La garantie locative est cette somme d’argent appartenant au locataire et qui est bloquée sur un compte jusqu’à la fin de la location immobilière. Il s’agit d’une caution permettant au propriétaire d’avoir une garantie par rapport aux dégâts éventuels commis par le locataire, mais aussi par rapport à d’éventuels loyers impayés.

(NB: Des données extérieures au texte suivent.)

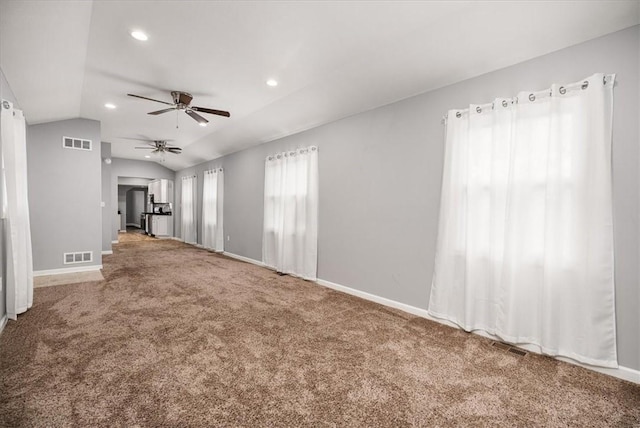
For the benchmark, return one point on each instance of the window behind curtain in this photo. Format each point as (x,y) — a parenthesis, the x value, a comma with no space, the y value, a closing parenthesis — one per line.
(525,240)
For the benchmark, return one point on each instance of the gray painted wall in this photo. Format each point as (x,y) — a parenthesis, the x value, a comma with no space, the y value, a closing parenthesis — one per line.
(380,181)
(107,218)
(133,169)
(5,94)
(64,193)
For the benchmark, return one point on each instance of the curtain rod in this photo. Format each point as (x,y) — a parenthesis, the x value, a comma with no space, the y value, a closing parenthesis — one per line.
(545,93)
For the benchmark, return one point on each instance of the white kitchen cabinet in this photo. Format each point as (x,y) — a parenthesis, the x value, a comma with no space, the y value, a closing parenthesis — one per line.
(161,225)
(162,190)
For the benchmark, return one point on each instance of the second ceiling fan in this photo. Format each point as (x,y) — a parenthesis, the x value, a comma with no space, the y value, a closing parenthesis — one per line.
(182,101)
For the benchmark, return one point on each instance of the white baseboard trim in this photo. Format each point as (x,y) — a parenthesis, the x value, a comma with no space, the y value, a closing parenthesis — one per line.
(3,322)
(66,270)
(621,372)
(244,259)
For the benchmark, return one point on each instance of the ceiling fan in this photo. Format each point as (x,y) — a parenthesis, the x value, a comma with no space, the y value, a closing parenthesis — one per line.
(182,101)
(159,146)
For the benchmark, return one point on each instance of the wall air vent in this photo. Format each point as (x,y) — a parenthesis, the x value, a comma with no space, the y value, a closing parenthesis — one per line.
(509,348)
(76,143)
(80,257)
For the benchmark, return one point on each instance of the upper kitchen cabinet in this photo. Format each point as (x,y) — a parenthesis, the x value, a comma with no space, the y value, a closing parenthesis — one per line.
(162,190)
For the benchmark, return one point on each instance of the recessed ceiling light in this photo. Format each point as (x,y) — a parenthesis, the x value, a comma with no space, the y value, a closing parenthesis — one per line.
(139,35)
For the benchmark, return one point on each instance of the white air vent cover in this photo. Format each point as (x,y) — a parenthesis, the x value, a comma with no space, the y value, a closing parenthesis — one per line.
(76,143)
(80,257)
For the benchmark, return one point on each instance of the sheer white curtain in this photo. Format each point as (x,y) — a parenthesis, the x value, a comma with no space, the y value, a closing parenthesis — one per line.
(187,203)
(15,211)
(525,242)
(212,209)
(290,234)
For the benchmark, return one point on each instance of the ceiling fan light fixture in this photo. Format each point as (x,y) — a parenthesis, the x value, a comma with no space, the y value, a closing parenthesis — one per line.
(139,35)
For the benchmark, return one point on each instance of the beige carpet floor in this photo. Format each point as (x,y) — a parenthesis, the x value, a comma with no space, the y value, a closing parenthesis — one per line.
(67,278)
(180,337)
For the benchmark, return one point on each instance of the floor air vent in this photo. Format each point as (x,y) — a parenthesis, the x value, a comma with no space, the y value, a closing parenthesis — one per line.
(509,348)
(81,257)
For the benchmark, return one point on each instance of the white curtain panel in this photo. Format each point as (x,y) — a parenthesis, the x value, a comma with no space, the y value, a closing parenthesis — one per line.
(290,234)
(187,202)
(525,240)
(212,210)
(15,211)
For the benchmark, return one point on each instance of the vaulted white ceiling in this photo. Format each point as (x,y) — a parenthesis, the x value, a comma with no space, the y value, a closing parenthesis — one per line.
(66,59)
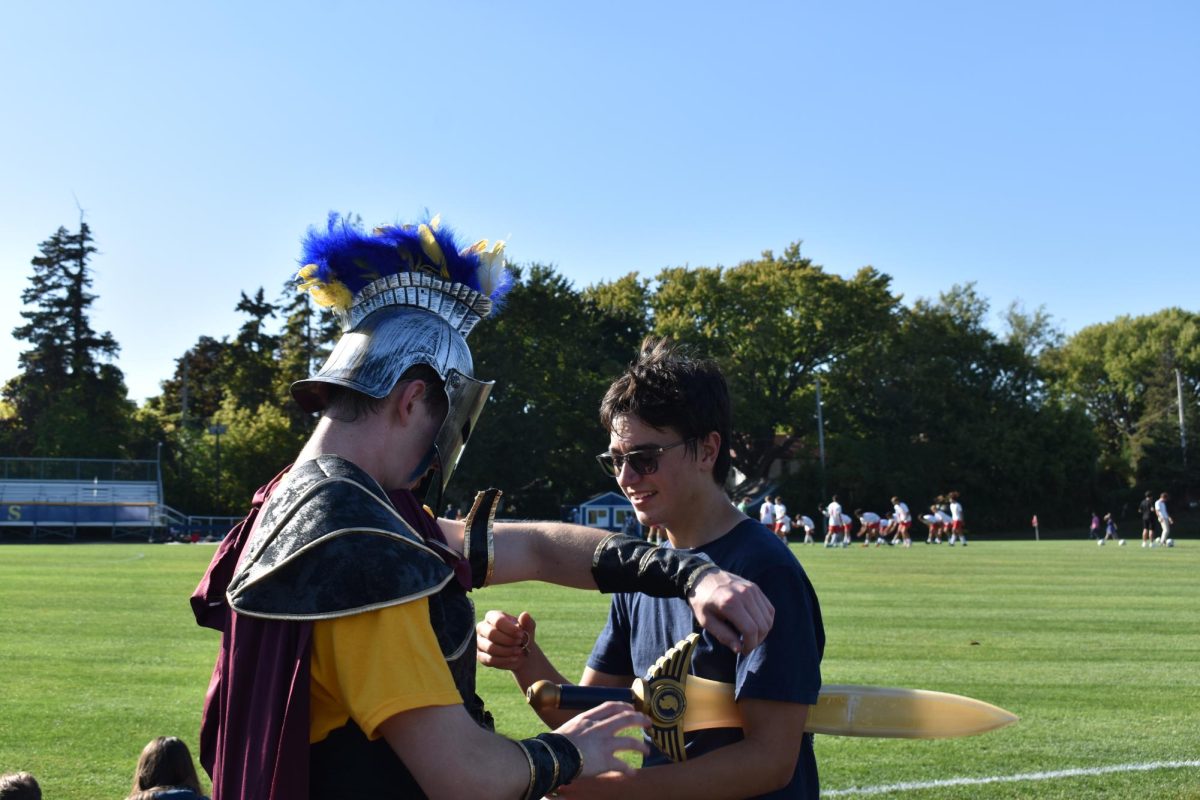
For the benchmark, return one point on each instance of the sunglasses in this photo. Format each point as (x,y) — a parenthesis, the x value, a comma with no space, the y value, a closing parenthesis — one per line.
(643,462)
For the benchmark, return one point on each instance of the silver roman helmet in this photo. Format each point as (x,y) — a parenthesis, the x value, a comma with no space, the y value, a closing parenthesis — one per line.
(406,295)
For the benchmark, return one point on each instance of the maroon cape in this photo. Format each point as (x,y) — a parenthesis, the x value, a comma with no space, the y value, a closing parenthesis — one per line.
(255,732)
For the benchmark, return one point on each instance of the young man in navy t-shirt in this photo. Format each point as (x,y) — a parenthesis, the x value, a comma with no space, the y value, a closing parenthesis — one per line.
(670,426)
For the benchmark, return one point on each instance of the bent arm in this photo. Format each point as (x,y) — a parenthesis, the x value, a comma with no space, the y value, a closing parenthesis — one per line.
(423,738)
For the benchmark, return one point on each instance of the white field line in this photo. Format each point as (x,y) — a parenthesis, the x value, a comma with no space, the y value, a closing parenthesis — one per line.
(910,786)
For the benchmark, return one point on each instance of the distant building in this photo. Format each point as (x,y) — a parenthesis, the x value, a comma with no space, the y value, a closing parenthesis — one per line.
(607,511)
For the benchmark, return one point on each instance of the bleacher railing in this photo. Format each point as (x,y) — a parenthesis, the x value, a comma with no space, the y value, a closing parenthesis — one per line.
(78,469)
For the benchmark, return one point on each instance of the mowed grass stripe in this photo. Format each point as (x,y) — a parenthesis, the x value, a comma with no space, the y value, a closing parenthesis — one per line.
(1093,647)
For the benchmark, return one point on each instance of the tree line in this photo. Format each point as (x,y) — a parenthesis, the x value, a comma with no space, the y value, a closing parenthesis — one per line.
(916,400)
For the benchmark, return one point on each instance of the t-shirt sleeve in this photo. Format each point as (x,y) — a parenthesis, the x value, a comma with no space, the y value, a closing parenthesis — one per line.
(787,665)
(376,665)
(611,653)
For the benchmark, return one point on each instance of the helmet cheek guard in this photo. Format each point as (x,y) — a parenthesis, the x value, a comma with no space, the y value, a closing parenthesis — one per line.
(467,398)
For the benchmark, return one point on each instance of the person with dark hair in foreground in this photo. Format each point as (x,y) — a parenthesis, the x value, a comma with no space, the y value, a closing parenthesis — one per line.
(19,786)
(166,771)
(670,425)
(346,668)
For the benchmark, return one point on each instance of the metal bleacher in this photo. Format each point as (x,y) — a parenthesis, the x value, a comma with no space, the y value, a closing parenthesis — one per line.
(65,498)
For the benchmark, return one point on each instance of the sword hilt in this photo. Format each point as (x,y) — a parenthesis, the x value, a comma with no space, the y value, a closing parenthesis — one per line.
(545,696)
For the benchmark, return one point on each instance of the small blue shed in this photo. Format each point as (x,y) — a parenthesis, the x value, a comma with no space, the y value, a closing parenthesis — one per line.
(607,511)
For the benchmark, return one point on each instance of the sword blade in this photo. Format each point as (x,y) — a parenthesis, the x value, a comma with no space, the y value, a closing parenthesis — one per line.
(885,711)
(841,710)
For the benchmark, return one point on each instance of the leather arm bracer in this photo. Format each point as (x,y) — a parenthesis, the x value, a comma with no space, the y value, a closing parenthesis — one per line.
(628,564)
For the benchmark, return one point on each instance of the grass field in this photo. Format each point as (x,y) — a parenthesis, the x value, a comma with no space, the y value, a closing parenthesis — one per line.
(1096,649)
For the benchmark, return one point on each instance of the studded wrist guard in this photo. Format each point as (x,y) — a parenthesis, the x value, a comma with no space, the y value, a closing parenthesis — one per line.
(629,564)
(553,761)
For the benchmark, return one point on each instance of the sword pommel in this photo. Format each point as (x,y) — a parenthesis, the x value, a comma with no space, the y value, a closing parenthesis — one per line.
(544,695)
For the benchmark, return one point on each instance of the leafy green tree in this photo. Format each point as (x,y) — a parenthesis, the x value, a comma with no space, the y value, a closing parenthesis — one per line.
(940,404)
(773,324)
(304,344)
(552,354)
(69,398)
(252,368)
(1122,374)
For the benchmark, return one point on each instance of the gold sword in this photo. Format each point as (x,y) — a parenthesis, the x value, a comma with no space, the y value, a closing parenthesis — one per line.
(677,703)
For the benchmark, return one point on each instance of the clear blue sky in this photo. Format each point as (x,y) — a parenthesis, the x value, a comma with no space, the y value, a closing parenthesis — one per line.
(1049,151)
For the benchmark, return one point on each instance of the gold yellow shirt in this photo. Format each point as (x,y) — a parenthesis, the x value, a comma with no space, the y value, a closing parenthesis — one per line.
(369,667)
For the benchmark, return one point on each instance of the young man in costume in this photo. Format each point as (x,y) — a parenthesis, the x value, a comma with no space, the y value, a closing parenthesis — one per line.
(346,668)
(669,423)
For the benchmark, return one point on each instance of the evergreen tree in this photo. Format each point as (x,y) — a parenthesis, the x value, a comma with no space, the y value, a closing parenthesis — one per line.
(69,398)
(304,344)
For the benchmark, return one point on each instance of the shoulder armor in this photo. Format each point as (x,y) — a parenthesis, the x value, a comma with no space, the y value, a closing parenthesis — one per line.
(330,543)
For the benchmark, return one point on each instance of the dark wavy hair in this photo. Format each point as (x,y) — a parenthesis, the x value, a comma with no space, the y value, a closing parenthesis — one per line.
(166,762)
(667,386)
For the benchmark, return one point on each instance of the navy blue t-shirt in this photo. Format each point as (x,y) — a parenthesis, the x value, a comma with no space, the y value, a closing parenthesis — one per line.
(785,667)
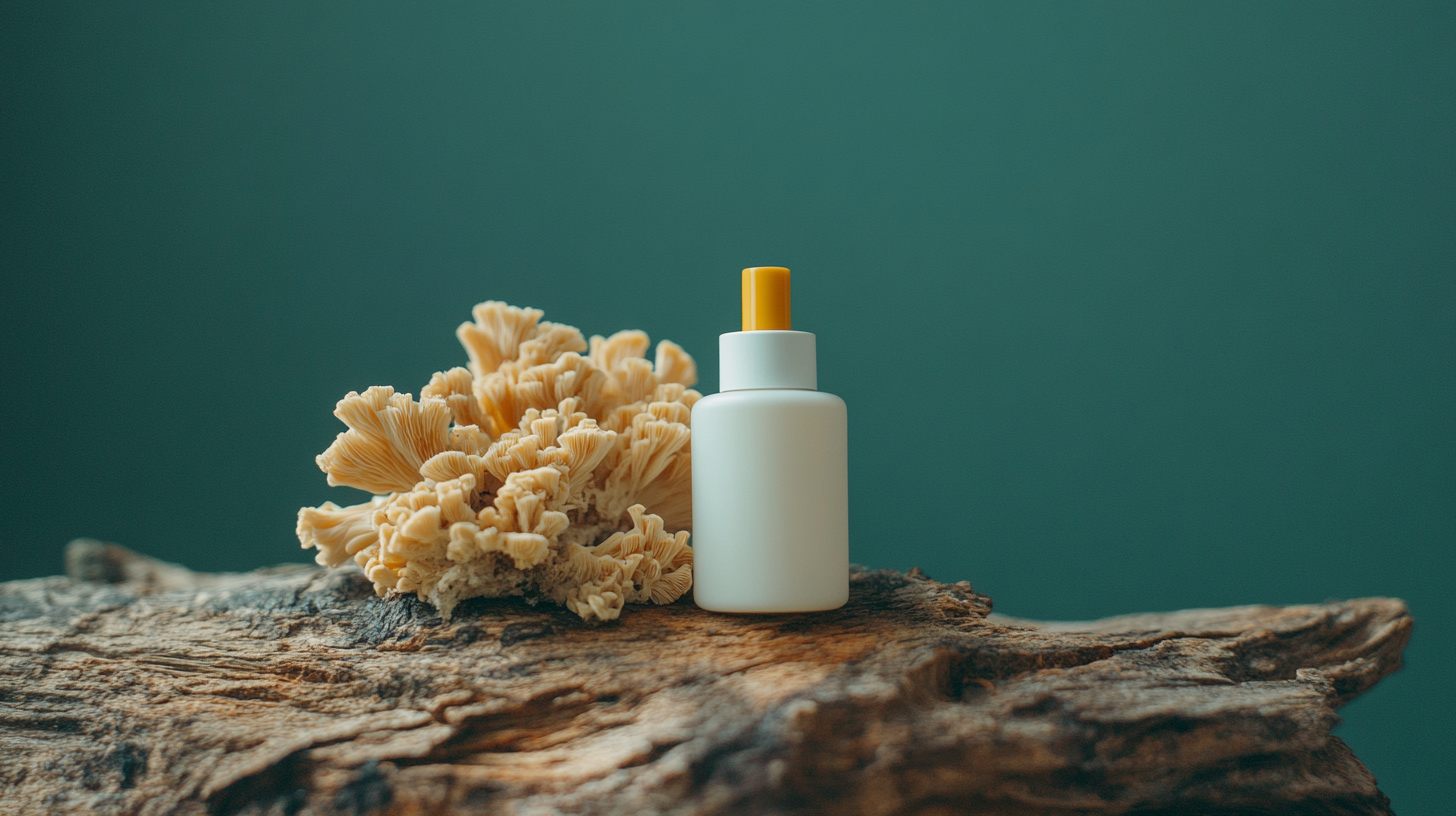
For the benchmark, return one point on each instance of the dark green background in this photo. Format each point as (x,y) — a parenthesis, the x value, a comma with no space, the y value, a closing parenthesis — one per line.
(1134,305)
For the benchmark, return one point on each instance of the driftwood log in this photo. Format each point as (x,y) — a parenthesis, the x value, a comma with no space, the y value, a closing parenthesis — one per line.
(134,687)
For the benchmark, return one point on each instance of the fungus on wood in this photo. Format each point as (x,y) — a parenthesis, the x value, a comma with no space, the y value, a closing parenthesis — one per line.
(140,688)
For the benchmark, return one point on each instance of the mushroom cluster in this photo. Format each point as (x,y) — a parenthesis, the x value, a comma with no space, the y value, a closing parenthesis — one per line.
(530,472)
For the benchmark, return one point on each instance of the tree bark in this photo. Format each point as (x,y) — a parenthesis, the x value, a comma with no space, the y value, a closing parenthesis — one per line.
(141,688)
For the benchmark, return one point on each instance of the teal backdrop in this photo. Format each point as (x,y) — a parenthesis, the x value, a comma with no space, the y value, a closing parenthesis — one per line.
(1134,305)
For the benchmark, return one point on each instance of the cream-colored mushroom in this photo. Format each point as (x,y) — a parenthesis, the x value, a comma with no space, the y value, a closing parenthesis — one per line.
(536,471)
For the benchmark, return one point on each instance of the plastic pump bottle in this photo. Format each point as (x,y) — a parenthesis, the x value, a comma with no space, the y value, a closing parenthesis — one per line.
(770,468)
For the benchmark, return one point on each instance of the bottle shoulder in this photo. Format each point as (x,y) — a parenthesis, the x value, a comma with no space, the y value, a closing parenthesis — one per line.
(768,397)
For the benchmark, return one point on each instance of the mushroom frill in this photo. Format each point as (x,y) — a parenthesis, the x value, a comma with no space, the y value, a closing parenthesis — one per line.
(537,471)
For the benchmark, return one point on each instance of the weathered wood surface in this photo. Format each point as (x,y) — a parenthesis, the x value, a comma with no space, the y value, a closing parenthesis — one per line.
(294,691)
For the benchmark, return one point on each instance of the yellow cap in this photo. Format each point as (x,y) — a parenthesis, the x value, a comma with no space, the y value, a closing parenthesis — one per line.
(766,299)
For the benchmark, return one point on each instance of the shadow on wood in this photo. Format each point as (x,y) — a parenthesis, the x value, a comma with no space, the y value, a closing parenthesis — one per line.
(140,688)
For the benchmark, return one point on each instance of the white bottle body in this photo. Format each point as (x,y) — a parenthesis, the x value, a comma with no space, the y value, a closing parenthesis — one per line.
(770,501)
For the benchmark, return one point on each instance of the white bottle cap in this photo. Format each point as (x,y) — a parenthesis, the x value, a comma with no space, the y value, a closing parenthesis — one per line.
(766,359)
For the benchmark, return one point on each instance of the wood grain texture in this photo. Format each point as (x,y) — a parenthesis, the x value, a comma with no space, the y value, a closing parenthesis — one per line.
(139,688)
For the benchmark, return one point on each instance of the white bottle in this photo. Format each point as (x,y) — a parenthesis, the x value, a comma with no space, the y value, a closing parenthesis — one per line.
(770,468)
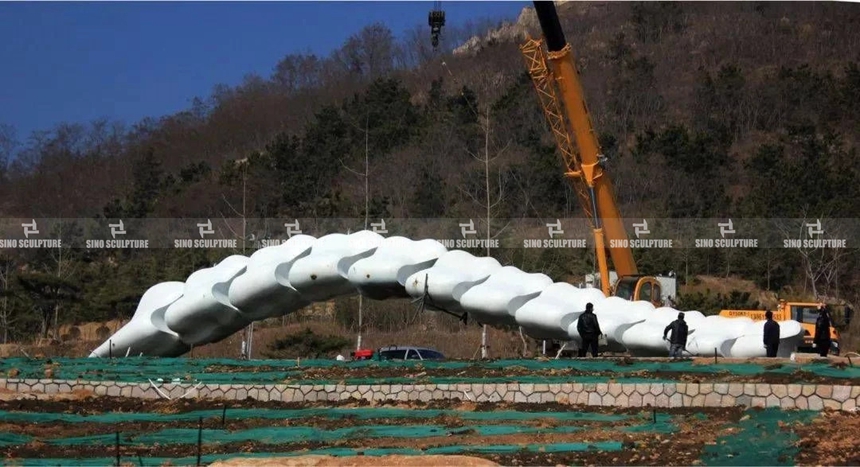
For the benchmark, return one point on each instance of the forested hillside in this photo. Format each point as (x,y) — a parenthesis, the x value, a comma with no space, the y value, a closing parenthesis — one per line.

Elle devient souvent un problème entre propriétaires et locataires. Certains propriétaires ne veulent pas rendre l'argent et font preuve de mauvaise foi en chipotant pour un clou dans un mur. Et puis, à l'inverse, certains locataires rendent les clés après avoir complètement détruit leur logement.

Une étude commandée par le Conseil Supérieur du Logement en Wallonie constate qu’effectivement, dans 40% des cas, il y a des problèmes. Et qu'une fin de bail sur dix se termine en justice de paix.

Stéphanie Cassilde a coordonné cette première étude du genre: "Je pense qu’elle peut servir à beaucoup de monde étant donné que, jusqu’à présent, on n’avait pas d’ordre de grandeur en la matière. Et en cela elle est vraiment très utile."

Quand il est fait appel à la garantie locative en raison de dégâts, les montants de dégâts réclamés vont de 60 à 300 euros. Concernant les dégâts et les loyers impayés moyens, ils vont de 1 000 à 3 000 euros selon les propriétaires interrogés.

Pour Bénédicte Delcourt, qui représente le syndicat des propriétaires, "Cette garantie devrait devenir obligatoire et, en plus, elle devrait être augmentée. Ce que révèle cette étude, c'est qu'elle n’est jamais suffisante. Elle devrait couvrir au moins la somme de trois mois de loyer."

L'étude signale encore que les loyers impayés et les dégâts touchent toutes les formes de locations, quel que soit le niveau de revenus du locataire.